The Library of the World’s Best Literature. An Anthology in Thirty Volumes. 1917.

The Building of Cloud-Cuckoo-Town

By Aristophanes (c. 448–c. 388 B.C.)

From ‘The Birds’: Translation of John Hookham Frere

[Enter Messenger, quite out of breath, and speaking in short snatches.]
Messenger—Where is he? Where? Where is he? Where? Where is he?—The president Peisthetairus?
Peisthetairus[coolly]—Here am I.

Mess.[in a gasp of breath]—Your fortification’s finished.
Peis.—Well! that’s well.

Mess.—A most amazing, astonishing work it is!

So that Theagenes and Proxenides

Might flourish and gasconade and prance away

Quite at their ease, both of them four-in-hand,

Driving abreast upon the breadth of wall,

Each in his own new chariot.
Peis.—You surprise me.

Mess.—And the height (for I made the measurement myself)

Is exactly a hundred fathoms.
Peis.—Heaven and earth!

How could it be? such a mass! who could have built it?

Mess.—The Birds; no creature else, no foreigners,

Egyptian bricklayers, workmen or masons.

But they themselves, alone, by their own efforts,—

(Even to my surprise, as an eye-witness)

The Birds, I say, completed everything:

There came a body of thirty thousand cranes,

(I won’t be positive, there might be more)

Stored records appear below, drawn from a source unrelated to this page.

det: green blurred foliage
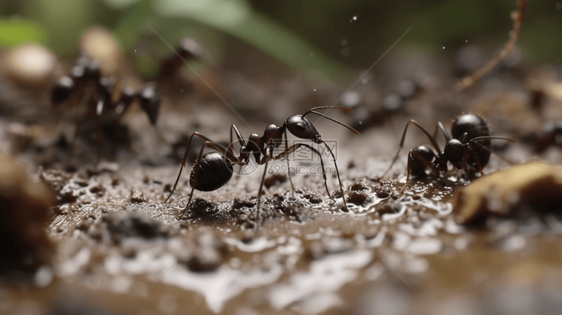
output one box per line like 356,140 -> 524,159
0,0 -> 562,79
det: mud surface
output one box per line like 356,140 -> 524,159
0,50 -> 562,314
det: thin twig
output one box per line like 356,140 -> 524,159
455,0 -> 527,91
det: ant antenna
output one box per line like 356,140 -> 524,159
302,106 -> 353,117
302,106 -> 359,135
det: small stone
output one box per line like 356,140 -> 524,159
185,247 -> 221,272
131,190 -> 146,203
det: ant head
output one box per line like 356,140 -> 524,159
245,133 -> 264,162
283,115 -> 322,143
139,82 -> 160,125
70,66 -> 86,81
443,139 -> 465,168
451,114 -> 490,142
262,124 -> 285,147
51,76 -> 76,104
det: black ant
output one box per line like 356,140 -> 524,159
381,114 -> 516,196
164,106 -> 359,222
51,55 -> 160,162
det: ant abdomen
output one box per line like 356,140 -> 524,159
189,152 -> 233,191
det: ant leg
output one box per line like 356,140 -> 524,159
466,141 -> 487,176
65,92 -> 91,166
433,122 -> 451,142
272,143 -> 332,199
280,132 -> 296,196
228,125 -> 246,155
164,132 -> 235,203
319,139 -> 349,212
257,149 -> 270,226
398,151 -> 413,197
178,141 -> 213,219
380,119 -> 441,178
96,99 -> 104,165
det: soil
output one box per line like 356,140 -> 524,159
0,48 -> 562,314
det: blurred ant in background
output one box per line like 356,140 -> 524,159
51,55 -> 160,164
164,106 -> 359,222
342,79 -> 422,131
381,114 -> 516,196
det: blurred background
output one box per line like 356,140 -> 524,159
0,0 -> 562,80
0,0 -> 562,168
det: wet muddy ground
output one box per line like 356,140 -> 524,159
0,48 -> 562,314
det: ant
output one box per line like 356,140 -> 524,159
164,106 -> 359,222
381,114 -> 516,196
51,55 -> 160,162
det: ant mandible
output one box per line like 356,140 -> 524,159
381,114 -> 516,196
51,55 -> 160,162
164,106 -> 359,224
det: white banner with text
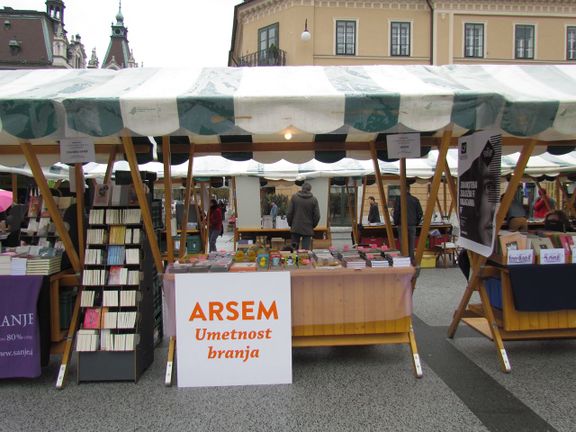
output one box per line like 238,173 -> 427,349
175,272 -> 292,387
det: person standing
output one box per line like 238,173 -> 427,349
270,201 -> 278,228
368,196 -> 380,223
286,182 -> 320,250
534,189 -> 556,219
209,198 -> 222,252
394,185 -> 424,261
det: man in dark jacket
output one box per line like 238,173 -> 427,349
286,182 -> 320,249
394,185 -> 423,261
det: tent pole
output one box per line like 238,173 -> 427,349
448,139 -> 537,350
442,181 -> 449,218
20,142 -> 82,273
178,142 -> 200,258
74,163 -> 85,266
122,136 -> 164,273
370,141 -> 396,249
231,177 -> 238,250
394,158 -> 410,258
104,146 -> 117,184
360,176 -> 367,223
414,129 -> 452,266
346,180 -> 360,244
12,173 -> 18,204
162,135 -> 174,263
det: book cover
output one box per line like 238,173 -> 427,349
500,232 -> 527,258
532,237 -> 554,256
28,196 -> 42,218
108,266 -> 126,285
83,308 -> 101,329
92,183 -> 112,207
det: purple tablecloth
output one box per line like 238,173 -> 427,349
0,276 -> 42,378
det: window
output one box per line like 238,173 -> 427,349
258,23 -> 280,65
336,21 -> 356,55
515,25 -> 534,59
464,24 -> 484,58
390,22 -> 410,57
566,27 -> 576,60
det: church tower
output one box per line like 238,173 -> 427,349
102,0 -> 138,70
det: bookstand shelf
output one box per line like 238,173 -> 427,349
77,206 -> 155,382
452,260 -> 576,372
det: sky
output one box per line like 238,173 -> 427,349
0,0 -> 242,67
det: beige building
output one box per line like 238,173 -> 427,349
229,0 -> 576,66
229,0 -> 576,226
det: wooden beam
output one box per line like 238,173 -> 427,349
122,136 -> 164,273
415,129 -> 454,265
448,140 -> 536,338
20,142 -> 82,273
12,173 -> 18,204
74,163 -> 86,267
394,158 -> 410,256
360,176 -> 368,223
370,141 -> 396,249
178,142 -> 200,258
162,135 -> 174,263
104,146 -> 118,184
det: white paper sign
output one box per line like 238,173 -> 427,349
60,138 -> 96,163
175,272 -> 292,387
386,133 -> 420,159
506,249 -> 534,265
540,249 -> 566,264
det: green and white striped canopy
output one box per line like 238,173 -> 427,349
0,65 -> 576,144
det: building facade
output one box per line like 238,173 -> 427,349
0,0 -> 138,69
0,0 -> 86,69
229,0 -> 576,66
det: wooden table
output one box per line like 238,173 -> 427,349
290,267 -> 422,377
163,267 -> 422,385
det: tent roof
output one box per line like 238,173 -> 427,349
0,65 -> 576,146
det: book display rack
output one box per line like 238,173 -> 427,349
76,206 -> 154,382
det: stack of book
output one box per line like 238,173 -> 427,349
0,255 -> 12,275
366,255 -> 390,268
10,256 -> 28,276
392,256 -> 412,267
26,255 -> 62,275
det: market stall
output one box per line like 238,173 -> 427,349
0,66 -> 576,384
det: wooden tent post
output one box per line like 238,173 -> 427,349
20,142 -> 82,273
178,142 -> 199,258
394,158 -> 414,258
104,146 -> 117,184
231,177 -> 237,250
74,163 -> 85,267
20,142 -> 82,389
162,135 -> 174,263
414,129 -> 454,266
360,176 -> 368,223
448,139 -> 537,372
12,173 -> 18,204
370,141 -> 396,249
122,136 -> 164,273
346,180 -> 360,244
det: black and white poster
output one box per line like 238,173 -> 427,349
458,131 -> 502,257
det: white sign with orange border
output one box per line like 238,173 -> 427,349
175,272 -> 292,387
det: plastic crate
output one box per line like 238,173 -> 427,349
484,278 -> 502,309
420,254 -> 436,268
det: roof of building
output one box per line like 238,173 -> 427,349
0,7 -> 54,68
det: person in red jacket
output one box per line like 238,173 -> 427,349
534,189 -> 556,219
209,199 -> 222,252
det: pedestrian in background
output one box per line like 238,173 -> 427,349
286,182 -> 320,250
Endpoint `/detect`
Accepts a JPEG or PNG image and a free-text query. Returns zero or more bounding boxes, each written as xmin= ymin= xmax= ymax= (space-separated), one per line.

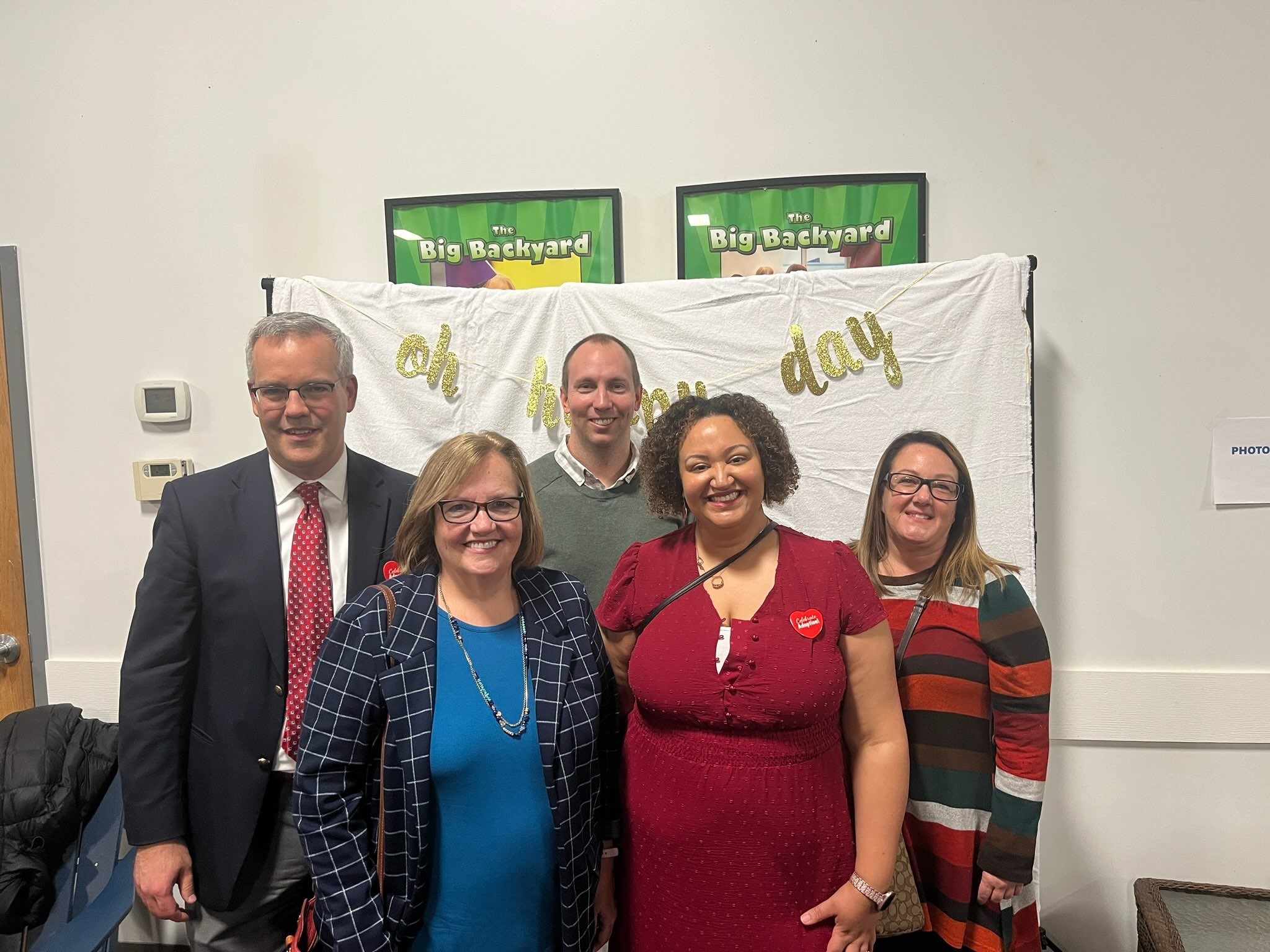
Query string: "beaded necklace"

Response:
xmin=437 ymin=579 xmax=530 ymax=738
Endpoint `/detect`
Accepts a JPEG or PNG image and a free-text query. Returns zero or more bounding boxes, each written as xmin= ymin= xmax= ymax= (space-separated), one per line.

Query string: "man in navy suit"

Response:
xmin=120 ymin=314 xmax=414 ymax=952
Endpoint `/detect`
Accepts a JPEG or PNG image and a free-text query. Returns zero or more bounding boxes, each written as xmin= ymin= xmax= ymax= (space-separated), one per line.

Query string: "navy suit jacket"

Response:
xmin=120 ymin=451 xmax=414 ymax=910
xmin=295 ymin=569 xmax=619 ymax=952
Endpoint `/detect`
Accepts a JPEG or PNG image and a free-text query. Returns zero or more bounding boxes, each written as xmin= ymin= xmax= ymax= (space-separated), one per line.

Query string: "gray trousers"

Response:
xmin=185 ymin=772 xmax=313 ymax=952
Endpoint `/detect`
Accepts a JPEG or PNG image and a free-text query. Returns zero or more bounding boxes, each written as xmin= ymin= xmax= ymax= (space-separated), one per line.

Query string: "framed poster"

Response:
xmin=383 ymin=189 xmax=623 ymax=288
xmin=676 ymin=173 xmax=926 ymax=278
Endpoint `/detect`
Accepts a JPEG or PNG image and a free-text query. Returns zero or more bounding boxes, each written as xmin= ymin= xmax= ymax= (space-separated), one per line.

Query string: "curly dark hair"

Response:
xmin=639 ymin=394 xmax=797 ymax=517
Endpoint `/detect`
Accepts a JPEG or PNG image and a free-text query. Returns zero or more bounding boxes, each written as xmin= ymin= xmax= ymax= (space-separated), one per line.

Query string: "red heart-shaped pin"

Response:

With stones from Africa in their craws and gizzards,

Which the stone-curlews and stone-chatterers

Worked into shape and finished. The sand-martens

And mud-larks, too, were busy in their department,

Mixing the mortar, while the water-birds,

As fast as it was wanted, brought the water

To temper and work it.
Peis.[in a fidget]—But who served the masons

Who did you get to carry it?
Mess.—To carry it?

Of course, the carrion crows and carrying pigeons.

Peis.[in a fuss, which he endeavors to conceal]—
Yes! yes! but after all, to load your hods,

How did you manage that?
Mess.—Oh, capitally,

I promise you. There were the geese, all barefoot

Trampling the mortar, and when all was ready

They handed it into the hods, so cleverly,

With their flat feet!
Peis.[a bad joke, as a vent for irritation]—
They footed it, you mean—

Come; it was handily done though, I confess.

Mess.—Indeed, I assure you, it was a sight to see them;

And trains of ducks there were, clambering the ladders

With their duck legs, like bricklayers’ ’prentices,

All dapper and handy, with their little trowels.

Peis.—In fact, then, it’s no use engaging foreigners;

Mere folly and waste, we’ve all within ourselves.

Ah, well now, come! But about the woodwork? Heh!

Who were the carpenters? Answer me that!

Mess.—The woodpeckers, of course: and there they were,

Laboring upon the gates, driving and banging,

With their hard hatchet-beaks, and such a din,

Such a clatter, as they made, hammering and hacking,

In a perpetual peal, pelting away

Like shipwrights, hard at work in the arsenal.

And now their work is finished, gates and all,

Staples and bolts, and bars and everything;

The sentries at their posts; patrols appointed;

The watchman in the barbican; the beacons

Ready prepared for lighting; all their signals

Arranged—but I’ll step out, just for a moment,

To wash my hands. You’ll settle all the rest.